Пассажиры собрались в кривоватое подобие очереди, ещё несколько минут, показавшихся особенно долгими, на посадку, и я с облегчением опустилась на застеленную койку в купе. Чувствовала себя в этот момент так, словно вернулась домой после долгого, сложного пути. Неожиданное ощущение, забавное: как быстро человек ко всему привыкает.
Я устроилась на своей койке с книжкой в намерении скоротать так ближайшие часы. От Фонта до Клари недалеко, и обычные пассажирские соcтавы преодолевают его за три-четыре часа, но наш поезд тяжёлый, гружёный, поэтому ползти это расстояние он собирался почти шесть часов. Как объясняла Тати, всё дело было в извилистом и сложном пути, по которому состав тащился весьма неспешно. Сейчас вдоль побережья строилась новая железная дорога, прямая и более скоростная, но проехать по ней удастся в лучшем случае через пяток лет.
Поезд тронулся тяжело, медленно, натужно. Наш, самый последний, вагон дёрнуло, под полом низко и угрожающе лязгнуло, но на этом всё успокоилось. Потом грохнула входная дверь, что заставило меня отвлечься от книги… и мысленно выругаться.
— А это становится всё интересней! — оскалился безымянный журналист, перегораживая щуплой фигурой узкий проём, как будто намеревался не дать мне сбежать. — И что же ты забыла в Клари?
— Опять вы? — бросила я раздражённо. Подниматься не стала — слишком много чести, да и он всё равно выше. — И не хамить вы, как я понимаю, не умеете? — спросила задумчиво.

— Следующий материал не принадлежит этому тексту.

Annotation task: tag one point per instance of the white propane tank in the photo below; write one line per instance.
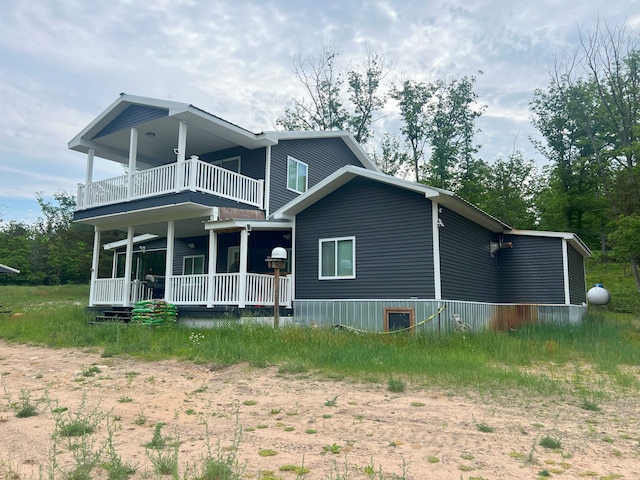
(598, 295)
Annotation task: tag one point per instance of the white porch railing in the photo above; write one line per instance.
(199, 290)
(194, 175)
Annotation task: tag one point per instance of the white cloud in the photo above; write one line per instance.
(64, 61)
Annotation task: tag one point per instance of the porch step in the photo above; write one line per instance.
(115, 315)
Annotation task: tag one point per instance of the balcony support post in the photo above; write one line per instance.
(88, 177)
(128, 268)
(168, 280)
(242, 281)
(267, 181)
(181, 153)
(95, 262)
(133, 156)
(213, 255)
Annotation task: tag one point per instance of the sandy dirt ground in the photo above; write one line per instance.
(335, 428)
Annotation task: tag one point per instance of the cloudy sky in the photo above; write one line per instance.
(62, 62)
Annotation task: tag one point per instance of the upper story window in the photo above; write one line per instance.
(232, 164)
(297, 175)
(337, 258)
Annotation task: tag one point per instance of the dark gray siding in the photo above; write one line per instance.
(323, 156)
(132, 115)
(577, 287)
(467, 270)
(531, 271)
(252, 162)
(394, 249)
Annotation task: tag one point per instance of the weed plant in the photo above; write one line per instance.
(23, 406)
(489, 361)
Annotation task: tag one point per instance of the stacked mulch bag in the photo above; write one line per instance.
(154, 312)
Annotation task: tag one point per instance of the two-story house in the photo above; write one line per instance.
(203, 202)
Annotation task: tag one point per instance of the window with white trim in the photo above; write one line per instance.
(297, 175)
(337, 258)
(193, 265)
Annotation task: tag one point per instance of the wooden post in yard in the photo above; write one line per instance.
(276, 299)
(277, 260)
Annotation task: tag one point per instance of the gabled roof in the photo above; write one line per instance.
(158, 119)
(345, 174)
(346, 137)
(180, 111)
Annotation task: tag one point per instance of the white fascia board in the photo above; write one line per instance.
(344, 175)
(572, 238)
(145, 237)
(347, 137)
(117, 107)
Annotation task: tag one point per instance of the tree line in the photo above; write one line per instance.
(588, 116)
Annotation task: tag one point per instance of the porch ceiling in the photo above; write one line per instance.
(189, 220)
(159, 149)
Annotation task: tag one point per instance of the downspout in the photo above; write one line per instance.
(565, 271)
(292, 281)
(435, 228)
(267, 181)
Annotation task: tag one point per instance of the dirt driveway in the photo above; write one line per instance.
(334, 428)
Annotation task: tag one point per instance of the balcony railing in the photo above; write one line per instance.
(210, 290)
(193, 174)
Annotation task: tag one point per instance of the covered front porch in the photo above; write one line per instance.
(242, 290)
(222, 265)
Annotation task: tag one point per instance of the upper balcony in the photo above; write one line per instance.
(189, 175)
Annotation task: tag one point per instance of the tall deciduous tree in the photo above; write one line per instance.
(392, 157)
(511, 188)
(451, 127)
(412, 98)
(328, 102)
(574, 197)
(595, 99)
(440, 117)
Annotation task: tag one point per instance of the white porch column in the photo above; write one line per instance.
(133, 156)
(88, 177)
(267, 181)
(128, 268)
(182, 152)
(435, 226)
(168, 269)
(213, 255)
(95, 261)
(242, 285)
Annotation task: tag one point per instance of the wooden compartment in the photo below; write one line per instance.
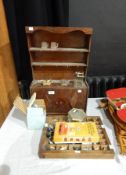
(66, 62)
(101, 149)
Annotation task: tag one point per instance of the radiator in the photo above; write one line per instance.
(99, 84)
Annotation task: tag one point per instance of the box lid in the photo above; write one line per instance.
(58, 52)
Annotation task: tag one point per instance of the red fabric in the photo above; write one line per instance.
(118, 104)
(116, 93)
(122, 114)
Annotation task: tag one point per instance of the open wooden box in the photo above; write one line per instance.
(59, 61)
(78, 150)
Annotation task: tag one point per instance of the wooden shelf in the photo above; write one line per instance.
(33, 49)
(57, 64)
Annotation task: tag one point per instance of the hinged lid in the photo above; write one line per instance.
(58, 52)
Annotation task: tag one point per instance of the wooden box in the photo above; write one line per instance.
(102, 149)
(59, 61)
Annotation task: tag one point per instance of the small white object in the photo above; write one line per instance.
(123, 106)
(32, 100)
(44, 45)
(51, 92)
(31, 28)
(77, 151)
(54, 45)
(35, 118)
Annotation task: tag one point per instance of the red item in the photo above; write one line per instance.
(122, 114)
(116, 93)
(118, 104)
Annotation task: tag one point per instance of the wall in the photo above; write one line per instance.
(8, 81)
(108, 19)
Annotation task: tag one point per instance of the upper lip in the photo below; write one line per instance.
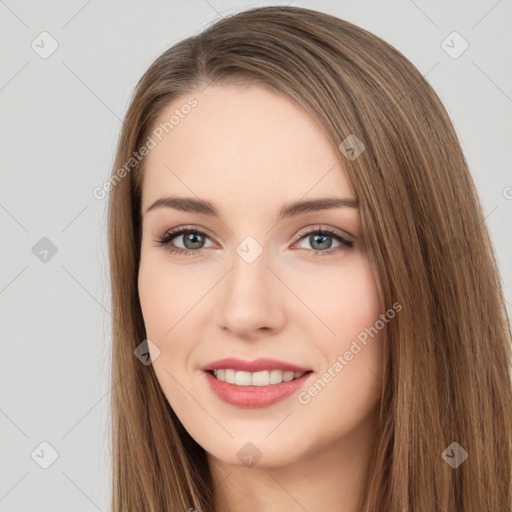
(253, 366)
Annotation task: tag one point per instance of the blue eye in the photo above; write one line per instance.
(193, 241)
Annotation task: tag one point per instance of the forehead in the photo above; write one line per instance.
(244, 145)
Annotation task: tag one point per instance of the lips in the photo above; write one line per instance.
(254, 396)
(254, 366)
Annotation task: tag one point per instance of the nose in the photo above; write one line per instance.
(251, 301)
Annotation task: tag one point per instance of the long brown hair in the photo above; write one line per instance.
(447, 355)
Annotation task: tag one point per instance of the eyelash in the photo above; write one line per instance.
(174, 233)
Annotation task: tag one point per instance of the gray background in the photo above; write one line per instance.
(60, 119)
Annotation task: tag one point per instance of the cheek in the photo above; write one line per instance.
(347, 300)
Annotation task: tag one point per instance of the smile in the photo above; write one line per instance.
(261, 378)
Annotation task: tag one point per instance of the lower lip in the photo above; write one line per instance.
(255, 396)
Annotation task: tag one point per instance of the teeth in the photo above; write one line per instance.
(263, 378)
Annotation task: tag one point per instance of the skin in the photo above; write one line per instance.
(248, 151)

— Ха! Ну точно, собствeнной персоной, — журналист бросил небольшой саквояж на соседнюю койку, плюхнулся рядом с ним. — Да я с тобой вообще могу не говорить! Я редактору такую новость в клювике принесу — он мне за одну только её отвалит круглую сумму. Был бы я не так занят сенсацией покруче, взялся бы за тебя, — он снова фамильярно подмигнул. — Так всё-таки что ты забыла в Клари? Ставлю на любовника! С которым вы лихо натянули нос всей Шорре. А? Честная судья, да ещё баба… Пф-ф! Так я и поверил! Ну признайся, как ты их вcех надула? Я никому не скажу!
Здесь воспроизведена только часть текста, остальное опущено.